Thursday, February 23, 2012

Primary and secondary qualities and Descartes' case for doubt

To: Anthony L.
From: Geoffrey Klempner
Subject: Primary and secondary qualities and Descartes' case for doubt
Date: 5 March 2007 12:49

Dear Tony,

Thank you for your two emails of 27 February, one resubmitting your essay which you originally tried to send in January, in response to the University of London Modern Philosophy question, ''There is no defensible distinction between primary and secondary qualities'. Explain and discuss,' and the other in response to the UoL Modern Philosophy question, 'What reasons does Descartes give four doubting all his former beliefs?

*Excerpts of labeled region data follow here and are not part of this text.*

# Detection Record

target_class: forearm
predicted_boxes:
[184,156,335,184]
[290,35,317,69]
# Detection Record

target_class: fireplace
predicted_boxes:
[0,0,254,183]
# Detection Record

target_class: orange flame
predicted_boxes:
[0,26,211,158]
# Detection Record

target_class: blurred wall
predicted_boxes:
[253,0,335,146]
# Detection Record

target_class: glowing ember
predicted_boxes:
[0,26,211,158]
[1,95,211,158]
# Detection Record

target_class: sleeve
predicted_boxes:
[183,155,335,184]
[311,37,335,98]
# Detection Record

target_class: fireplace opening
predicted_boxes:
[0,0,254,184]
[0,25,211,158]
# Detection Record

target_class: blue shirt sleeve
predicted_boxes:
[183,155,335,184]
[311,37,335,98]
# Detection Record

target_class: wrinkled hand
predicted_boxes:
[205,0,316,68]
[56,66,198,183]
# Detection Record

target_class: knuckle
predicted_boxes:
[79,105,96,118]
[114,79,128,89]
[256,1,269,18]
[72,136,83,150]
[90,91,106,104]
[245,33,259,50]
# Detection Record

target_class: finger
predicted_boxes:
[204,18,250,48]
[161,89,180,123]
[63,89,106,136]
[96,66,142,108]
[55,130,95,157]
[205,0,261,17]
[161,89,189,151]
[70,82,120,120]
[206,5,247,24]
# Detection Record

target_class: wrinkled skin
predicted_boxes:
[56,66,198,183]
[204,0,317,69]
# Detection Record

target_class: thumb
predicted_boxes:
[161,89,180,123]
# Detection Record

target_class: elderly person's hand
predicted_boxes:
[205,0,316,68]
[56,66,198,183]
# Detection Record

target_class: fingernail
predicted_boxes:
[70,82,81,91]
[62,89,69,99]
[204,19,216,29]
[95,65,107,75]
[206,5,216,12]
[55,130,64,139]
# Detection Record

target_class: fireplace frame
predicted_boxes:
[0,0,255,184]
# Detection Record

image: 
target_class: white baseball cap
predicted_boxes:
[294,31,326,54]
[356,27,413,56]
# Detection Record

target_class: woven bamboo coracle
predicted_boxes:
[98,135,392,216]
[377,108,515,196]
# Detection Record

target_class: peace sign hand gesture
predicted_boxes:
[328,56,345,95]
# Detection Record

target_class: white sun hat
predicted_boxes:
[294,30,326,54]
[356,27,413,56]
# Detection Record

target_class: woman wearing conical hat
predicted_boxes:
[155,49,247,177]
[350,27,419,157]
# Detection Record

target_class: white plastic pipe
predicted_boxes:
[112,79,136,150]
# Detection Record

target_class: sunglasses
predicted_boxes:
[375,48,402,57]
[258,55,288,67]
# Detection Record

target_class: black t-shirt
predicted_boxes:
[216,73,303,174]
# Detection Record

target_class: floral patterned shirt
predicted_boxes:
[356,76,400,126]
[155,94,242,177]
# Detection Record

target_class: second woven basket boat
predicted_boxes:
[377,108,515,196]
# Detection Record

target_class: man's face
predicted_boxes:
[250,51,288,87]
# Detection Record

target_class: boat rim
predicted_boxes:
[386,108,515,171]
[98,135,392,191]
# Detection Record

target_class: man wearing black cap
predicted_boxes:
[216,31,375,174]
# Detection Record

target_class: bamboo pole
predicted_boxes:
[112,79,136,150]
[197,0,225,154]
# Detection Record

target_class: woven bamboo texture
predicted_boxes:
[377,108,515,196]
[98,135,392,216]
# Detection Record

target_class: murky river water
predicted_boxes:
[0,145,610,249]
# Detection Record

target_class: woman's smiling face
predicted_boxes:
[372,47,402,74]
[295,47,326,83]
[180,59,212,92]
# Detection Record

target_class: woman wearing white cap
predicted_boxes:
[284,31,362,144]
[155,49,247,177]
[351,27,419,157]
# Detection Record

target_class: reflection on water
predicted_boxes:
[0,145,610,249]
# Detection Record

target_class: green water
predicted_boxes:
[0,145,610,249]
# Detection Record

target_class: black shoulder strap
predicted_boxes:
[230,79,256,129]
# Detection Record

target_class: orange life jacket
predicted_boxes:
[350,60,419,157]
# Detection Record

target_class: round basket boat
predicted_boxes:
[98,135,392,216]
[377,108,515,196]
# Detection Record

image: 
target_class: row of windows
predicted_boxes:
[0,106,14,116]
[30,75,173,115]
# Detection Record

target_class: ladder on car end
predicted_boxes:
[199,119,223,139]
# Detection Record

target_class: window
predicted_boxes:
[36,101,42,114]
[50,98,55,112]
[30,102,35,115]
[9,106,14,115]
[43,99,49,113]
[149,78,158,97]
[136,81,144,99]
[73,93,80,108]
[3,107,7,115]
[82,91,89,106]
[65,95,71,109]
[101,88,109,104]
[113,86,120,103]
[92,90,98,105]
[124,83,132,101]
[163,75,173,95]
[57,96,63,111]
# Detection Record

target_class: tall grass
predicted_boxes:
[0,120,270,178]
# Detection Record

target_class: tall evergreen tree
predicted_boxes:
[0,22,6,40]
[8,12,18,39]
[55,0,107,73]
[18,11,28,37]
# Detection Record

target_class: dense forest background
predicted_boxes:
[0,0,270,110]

Are they good reasons?'

Primary and secondary qualities

This is a hoary old question which you've had a good go at. You've managed to say most of the things that need to be said. However, there are two issues which you could have given more thought to.

The question is, 'there is no defensible distinction between primary and secondary qualities'. This should tell you something. You are not being asked specifically to examine the views of Locke and Boyle - which would be a perfectly good exam question - but rather make a judgement whether ANY distinction between primary and secondary qualities can be made to work, obviously with reference to Locke and Boyle, but also anything else that might be relevant.

Let's first look at Locke's view. Somewhere in the Essay, Locke remarks that if we had the sense organs of angels we would see the corpuscles of which all matter is composed. (Unfortunately, I have tried fruitlessly to locate the reference, after quoting this to another student who tackled this topic!)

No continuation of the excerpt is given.